À trois jours de la grève annoncée par le Front syndical pour la défense du travail (FSDT), le gouvernement intensifie les concertations avec les centrales syndicales. Une nouvelle séance de négociation est prévue le 9 juillet, tandis que l’exécutif appelle au report du mouvement afin de privilégier le dialogue social.
Une rencontre pour désamorcer les tensions
Le gouvernement a engagé une nouvelle phase de discussions avec le Front syndical pour la défense du travail (FSDT) afin de prévenir une détérioration du climat social. Réunis ce lundi au ministère de la Fonction publique, les représentants de l’État et des organisations syndicales ont convenu de poursuivre les négociations lors d’une nouvelle rencontre fixée au jeudi 9 juillet. Cette réunion, initiée par le ministre de la Fonction publique, du Travail et de la Réforme du Service public, Mamadou Lamine Dianté, s’inscrit dans le cadre du dialogue permanent entre le gouvernement et les partenaires sociaux.
Les syndicats dénoncent des engagements non respectés
Au cours des échanges, le coordonnateur du Front syndical, Mody Guiro, a rappelé que les centrales syndicales avaient accordé un délai aux nouvelles autorités avant d’envisager une mobilisation. Il a souligné que le préavis de grève déposé le 12 mars 2026 reste motivé par le non-respect des engagements contenus dans le Pacte national de stabilité sociale. Les syndicats ont également exprimé leurs préoccupations concernant les projets de réforme des Codes de la Sécurité sociale et du Travail.

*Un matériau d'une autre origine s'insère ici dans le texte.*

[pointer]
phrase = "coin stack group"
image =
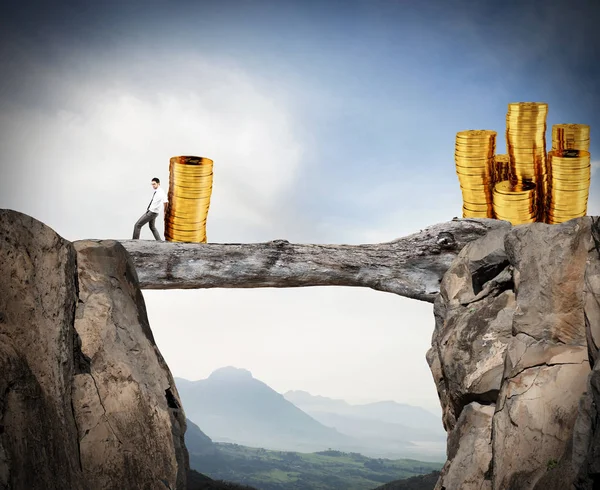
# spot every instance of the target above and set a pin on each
(526, 185)
(190, 188)
(570, 174)
(474, 158)
(526, 145)
(571, 137)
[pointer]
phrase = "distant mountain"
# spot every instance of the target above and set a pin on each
(376, 430)
(196, 441)
(386, 429)
(385, 411)
(232, 406)
(198, 481)
(421, 482)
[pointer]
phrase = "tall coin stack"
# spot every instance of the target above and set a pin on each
(474, 157)
(515, 202)
(501, 167)
(526, 144)
(190, 188)
(570, 174)
(571, 137)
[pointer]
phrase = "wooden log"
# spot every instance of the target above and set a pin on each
(412, 266)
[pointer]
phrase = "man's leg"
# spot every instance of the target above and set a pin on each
(145, 218)
(152, 227)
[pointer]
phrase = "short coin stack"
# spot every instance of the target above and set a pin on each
(526, 144)
(569, 183)
(515, 202)
(474, 158)
(501, 167)
(571, 137)
(190, 188)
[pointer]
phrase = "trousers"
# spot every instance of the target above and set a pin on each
(150, 218)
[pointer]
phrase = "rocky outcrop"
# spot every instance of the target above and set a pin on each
(86, 400)
(130, 422)
(515, 320)
(39, 445)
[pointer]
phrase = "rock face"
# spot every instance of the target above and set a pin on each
(128, 413)
(86, 400)
(38, 294)
(516, 329)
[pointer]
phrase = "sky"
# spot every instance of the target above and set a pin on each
(328, 122)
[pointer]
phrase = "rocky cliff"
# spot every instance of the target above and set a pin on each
(513, 357)
(86, 399)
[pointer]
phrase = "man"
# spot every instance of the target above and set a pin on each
(159, 197)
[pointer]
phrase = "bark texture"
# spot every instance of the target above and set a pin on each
(412, 266)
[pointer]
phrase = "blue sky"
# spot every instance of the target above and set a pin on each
(329, 122)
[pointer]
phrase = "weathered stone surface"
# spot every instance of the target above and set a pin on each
(38, 293)
(586, 447)
(92, 408)
(550, 263)
(547, 360)
(473, 325)
(469, 451)
(592, 292)
(131, 424)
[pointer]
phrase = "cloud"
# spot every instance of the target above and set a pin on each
(86, 158)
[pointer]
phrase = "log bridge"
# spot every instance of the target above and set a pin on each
(412, 266)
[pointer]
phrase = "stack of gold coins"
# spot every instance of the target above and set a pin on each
(474, 157)
(526, 144)
(515, 202)
(571, 137)
(501, 168)
(569, 185)
(190, 188)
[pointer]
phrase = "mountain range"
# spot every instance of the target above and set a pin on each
(232, 406)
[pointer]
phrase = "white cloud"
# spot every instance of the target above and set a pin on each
(85, 164)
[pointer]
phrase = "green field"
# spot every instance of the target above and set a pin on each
(325, 470)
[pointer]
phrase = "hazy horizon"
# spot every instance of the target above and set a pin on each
(328, 122)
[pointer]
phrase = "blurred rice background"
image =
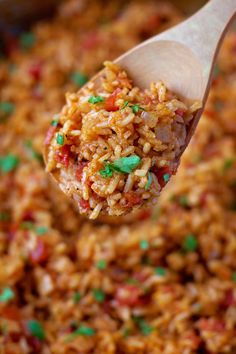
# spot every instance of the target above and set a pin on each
(15, 13)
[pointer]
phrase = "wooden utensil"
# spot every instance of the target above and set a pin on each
(183, 57)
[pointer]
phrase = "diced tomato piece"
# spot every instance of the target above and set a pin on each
(180, 112)
(132, 199)
(39, 254)
(51, 131)
(229, 299)
(11, 312)
(35, 70)
(79, 170)
(144, 214)
(63, 155)
(159, 172)
(91, 41)
(128, 295)
(84, 204)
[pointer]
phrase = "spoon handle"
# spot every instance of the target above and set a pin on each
(203, 32)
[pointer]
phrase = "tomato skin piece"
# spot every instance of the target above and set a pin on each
(63, 155)
(132, 199)
(84, 204)
(160, 172)
(51, 131)
(39, 254)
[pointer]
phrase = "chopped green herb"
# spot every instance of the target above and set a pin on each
(54, 123)
(126, 164)
(122, 165)
(36, 329)
(81, 331)
(144, 245)
(166, 177)
(190, 243)
(183, 201)
(60, 139)
(8, 163)
(6, 109)
(132, 281)
(107, 171)
(135, 108)
(96, 99)
(228, 163)
(4, 216)
(41, 230)
(79, 79)
(144, 327)
(125, 104)
(160, 271)
(126, 332)
(7, 295)
(27, 40)
(99, 295)
(149, 182)
(76, 297)
(101, 264)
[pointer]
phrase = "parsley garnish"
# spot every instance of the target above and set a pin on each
(144, 327)
(95, 99)
(8, 163)
(122, 165)
(7, 295)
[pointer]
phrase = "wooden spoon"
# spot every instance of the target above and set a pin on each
(183, 57)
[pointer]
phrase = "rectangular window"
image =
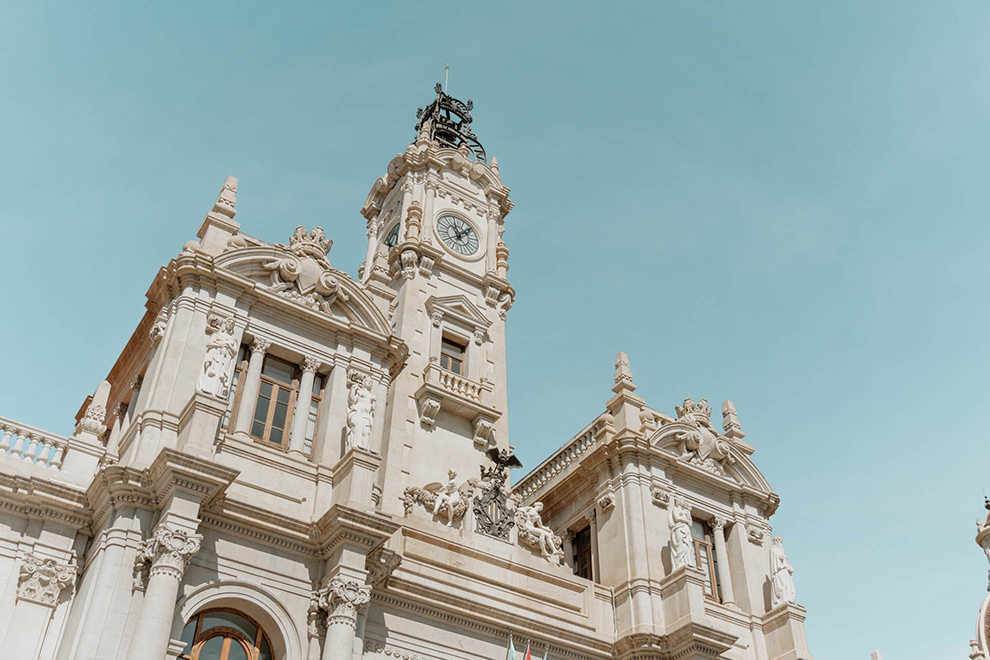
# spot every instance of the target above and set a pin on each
(704, 555)
(451, 356)
(582, 553)
(276, 399)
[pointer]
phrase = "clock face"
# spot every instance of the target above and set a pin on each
(458, 235)
(393, 237)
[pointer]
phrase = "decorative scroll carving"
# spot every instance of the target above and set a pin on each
(42, 579)
(703, 446)
(214, 378)
(681, 547)
(660, 497)
(755, 535)
(533, 533)
(341, 600)
(168, 551)
(360, 411)
(305, 275)
(492, 509)
(440, 499)
(92, 420)
(782, 580)
(157, 330)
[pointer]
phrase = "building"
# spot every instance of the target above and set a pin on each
(286, 463)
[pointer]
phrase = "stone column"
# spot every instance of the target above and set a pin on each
(168, 550)
(722, 557)
(250, 384)
(341, 599)
(297, 439)
(595, 570)
(40, 585)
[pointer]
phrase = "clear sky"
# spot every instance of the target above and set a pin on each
(782, 203)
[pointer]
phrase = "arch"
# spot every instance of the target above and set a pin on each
(252, 600)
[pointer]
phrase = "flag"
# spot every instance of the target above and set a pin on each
(510, 653)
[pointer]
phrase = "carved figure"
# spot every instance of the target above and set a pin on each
(447, 497)
(681, 547)
(534, 533)
(360, 412)
(703, 446)
(221, 348)
(782, 574)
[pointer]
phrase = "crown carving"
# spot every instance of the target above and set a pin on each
(314, 244)
(691, 411)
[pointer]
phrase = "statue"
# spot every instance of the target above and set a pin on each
(221, 348)
(681, 546)
(360, 412)
(534, 533)
(782, 575)
(447, 497)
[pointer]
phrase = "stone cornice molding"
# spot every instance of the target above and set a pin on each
(173, 470)
(42, 579)
(43, 499)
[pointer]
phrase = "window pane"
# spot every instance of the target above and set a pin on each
(188, 633)
(279, 370)
(236, 651)
(230, 620)
(212, 649)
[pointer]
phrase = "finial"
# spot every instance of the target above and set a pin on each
(623, 374)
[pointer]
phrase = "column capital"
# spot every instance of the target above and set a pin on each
(342, 599)
(260, 345)
(169, 550)
(42, 580)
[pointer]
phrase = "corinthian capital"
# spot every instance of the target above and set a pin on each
(169, 550)
(342, 599)
(42, 580)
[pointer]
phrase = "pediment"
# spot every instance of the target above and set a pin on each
(308, 282)
(460, 309)
(677, 438)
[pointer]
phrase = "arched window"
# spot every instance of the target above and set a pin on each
(224, 635)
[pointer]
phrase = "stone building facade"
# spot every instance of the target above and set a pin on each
(287, 463)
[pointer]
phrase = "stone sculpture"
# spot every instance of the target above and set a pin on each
(681, 547)
(360, 412)
(782, 580)
(221, 348)
(535, 534)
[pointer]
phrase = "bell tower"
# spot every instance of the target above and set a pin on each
(435, 253)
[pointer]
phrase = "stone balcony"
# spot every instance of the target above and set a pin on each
(457, 395)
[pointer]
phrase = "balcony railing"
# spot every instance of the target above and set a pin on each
(30, 444)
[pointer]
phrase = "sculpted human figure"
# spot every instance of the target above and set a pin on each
(782, 574)
(539, 535)
(681, 547)
(360, 412)
(220, 351)
(448, 497)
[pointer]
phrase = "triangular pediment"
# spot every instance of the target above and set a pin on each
(458, 308)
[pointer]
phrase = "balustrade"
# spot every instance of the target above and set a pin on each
(30, 444)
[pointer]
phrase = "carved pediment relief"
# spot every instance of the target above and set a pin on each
(459, 310)
(693, 440)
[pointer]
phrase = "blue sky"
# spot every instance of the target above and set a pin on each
(782, 203)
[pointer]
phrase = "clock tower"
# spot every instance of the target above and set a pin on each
(437, 260)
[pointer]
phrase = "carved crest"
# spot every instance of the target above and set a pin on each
(305, 275)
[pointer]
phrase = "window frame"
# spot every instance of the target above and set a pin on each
(230, 635)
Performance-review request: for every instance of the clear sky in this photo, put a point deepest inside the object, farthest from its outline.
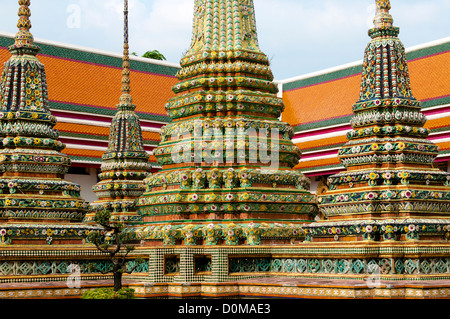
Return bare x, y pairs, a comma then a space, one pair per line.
299, 36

Le gouvernement présente l’état d’avancement des réformes
En réponse aux revendications, les autorités ont présenté un bilan de l’exécution des engagements pris dans le cadre du Pacte national de stabilité sociale ainsi que des accords conclus avec les différentes organisations syndicales. Le gouvernement affirme avoir mis en place un mécanisme de suivi destiné à accélérer la mise en œuvre des mesures convenues et à assurer un meilleur suivi des dossiers en cours.
Les licenciements au cœur des prochaines discussions
Les deux parties ont décidé de poursuivre les négociations le jeudi 9 juillet. Les échanges porteront notamment sur la question des licenciements intervenus dans plusieurs ministères et au sein de certaines structures parapubliques, un sujet que les organisations syndicales considèrent comme prioritaire.
Un appel au report de la grève
À l’issue de la rencontre, le ministre Mamadou Lamine Dianté a invité le Front syndical à reporter la grève prévue le vendredi 10 juillet. Le gouvernement estime que la poursuite du dialogue constitue la meilleure voie pour parvenir à des solutions consensuelles et préserver un climat social apaisé. Les autorités réaffirment leur volonté de privilégier la concertation afin d’éviter une nouvelle montée des tensions dans le monde du travail.